1. Disco 2. Drum machines & sequencing 3. MTV 4. Live Aid - Rock is the new "Establishment" 5. "Grunge" - the death knell 6. Digital recording & production techniques 7. Napster vs. the physical product 8. Britney Spears 9. Downloading, then Streaming 10. Rock's audience is dying off
Rock died because youth rebellion died. Kids today don't even want to learn how to drive. They have no interest in rebellion and freedom - quite the opposite. They want rigid uniformity. They want safe spaces. They don't want to rock. Heavy metal is the same - except it just became a bunch of weird occult themes and mindless screaming. It's horrible.

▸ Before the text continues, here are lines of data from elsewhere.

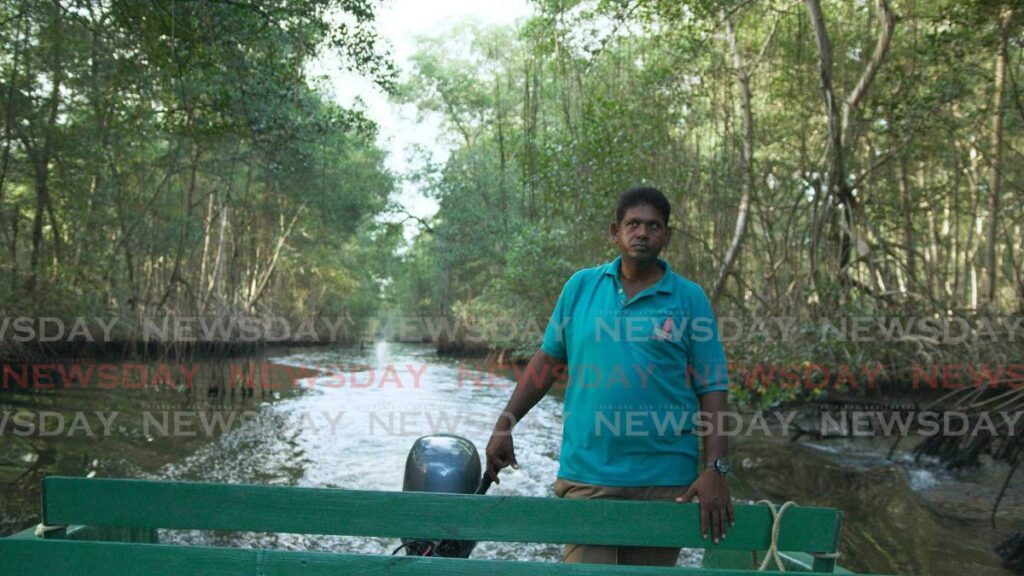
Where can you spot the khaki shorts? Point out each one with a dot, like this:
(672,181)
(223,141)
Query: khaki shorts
(634,556)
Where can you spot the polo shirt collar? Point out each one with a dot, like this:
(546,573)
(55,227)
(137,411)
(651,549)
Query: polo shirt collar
(664,285)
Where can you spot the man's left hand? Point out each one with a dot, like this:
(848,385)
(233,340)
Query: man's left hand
(716,506)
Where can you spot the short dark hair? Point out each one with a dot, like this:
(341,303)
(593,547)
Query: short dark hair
(642,195)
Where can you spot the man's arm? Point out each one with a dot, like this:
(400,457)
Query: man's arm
(542,371)
(711,487)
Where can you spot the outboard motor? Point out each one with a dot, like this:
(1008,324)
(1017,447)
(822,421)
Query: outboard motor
(442,463)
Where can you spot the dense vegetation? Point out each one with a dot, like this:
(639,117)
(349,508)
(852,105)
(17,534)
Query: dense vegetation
(174,157)
(823,159)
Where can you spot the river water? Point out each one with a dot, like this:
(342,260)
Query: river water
(353,429)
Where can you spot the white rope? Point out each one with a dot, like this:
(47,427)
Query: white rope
(43,529)
(776,520)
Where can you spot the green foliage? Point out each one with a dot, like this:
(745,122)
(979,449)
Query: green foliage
(172,157)
(551,120)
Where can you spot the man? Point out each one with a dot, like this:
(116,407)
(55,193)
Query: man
(644,358)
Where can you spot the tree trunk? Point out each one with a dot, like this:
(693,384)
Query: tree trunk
(743,83)
(995,168)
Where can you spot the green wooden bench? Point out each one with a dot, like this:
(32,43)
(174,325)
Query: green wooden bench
(137,508)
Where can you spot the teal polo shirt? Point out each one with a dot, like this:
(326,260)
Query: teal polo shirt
(636,370)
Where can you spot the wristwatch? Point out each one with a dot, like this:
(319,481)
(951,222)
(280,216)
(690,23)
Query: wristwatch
(721,465)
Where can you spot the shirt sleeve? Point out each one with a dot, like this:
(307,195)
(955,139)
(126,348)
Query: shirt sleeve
(708,367)
(554,334)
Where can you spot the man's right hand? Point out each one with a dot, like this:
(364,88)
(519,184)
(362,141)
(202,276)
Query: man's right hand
(500,454)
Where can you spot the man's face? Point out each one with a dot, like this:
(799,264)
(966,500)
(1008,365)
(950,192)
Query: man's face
(642,234)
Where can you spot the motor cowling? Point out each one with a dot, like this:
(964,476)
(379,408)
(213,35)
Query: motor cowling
(443,463)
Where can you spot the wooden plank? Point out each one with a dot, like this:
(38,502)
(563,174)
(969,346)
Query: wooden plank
(71,558)
(508,519)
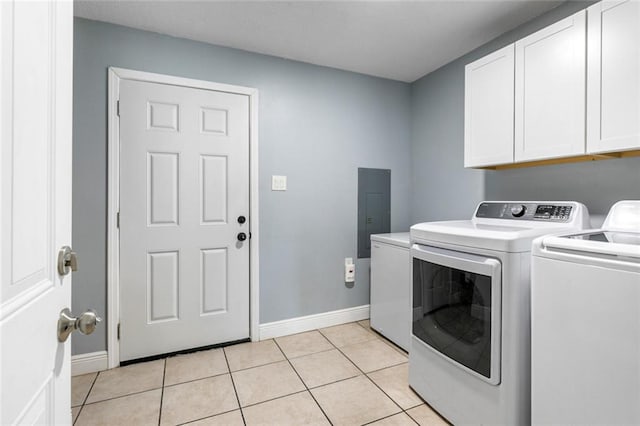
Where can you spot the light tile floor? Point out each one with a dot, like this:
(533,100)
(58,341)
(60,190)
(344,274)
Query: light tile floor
(342,375)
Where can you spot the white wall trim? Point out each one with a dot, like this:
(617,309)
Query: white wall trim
(89,363)
(113,206)
(311,322)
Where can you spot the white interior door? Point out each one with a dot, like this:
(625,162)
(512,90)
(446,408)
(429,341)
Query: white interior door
(184,184)
(35,213)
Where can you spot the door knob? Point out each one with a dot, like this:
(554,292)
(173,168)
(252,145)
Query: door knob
(86,322)
(67,260)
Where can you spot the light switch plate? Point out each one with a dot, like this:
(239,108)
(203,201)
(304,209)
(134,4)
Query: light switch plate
(278,183)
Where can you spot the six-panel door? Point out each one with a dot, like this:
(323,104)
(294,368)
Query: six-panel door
(184,181)
(35,211)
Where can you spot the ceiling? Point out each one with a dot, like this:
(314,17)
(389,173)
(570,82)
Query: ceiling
(400,40)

You're not even allowed to be rebellious anymore. Try it. You will get banned from venues, from social media, If you rebel hard enough, you will get your bank account revoked. You can't do it. I want to make music so bad, but I want it to mean something and that is genuinely illegal now
Not driving is probably one of the smartest things kids could do. And taking public transportation is an FU to fossil fuel industry. Acts of rebellion change with time. Ah yes, the good ol'days when kids died young in car crashes and cars killed the climate. This will get an "ok Boomer/Gen X'er" response.😂😂😂
Now we need a top ten of what kept Rock music alive as long as it did. I bet there will be some of the same things discussed here just from a different view.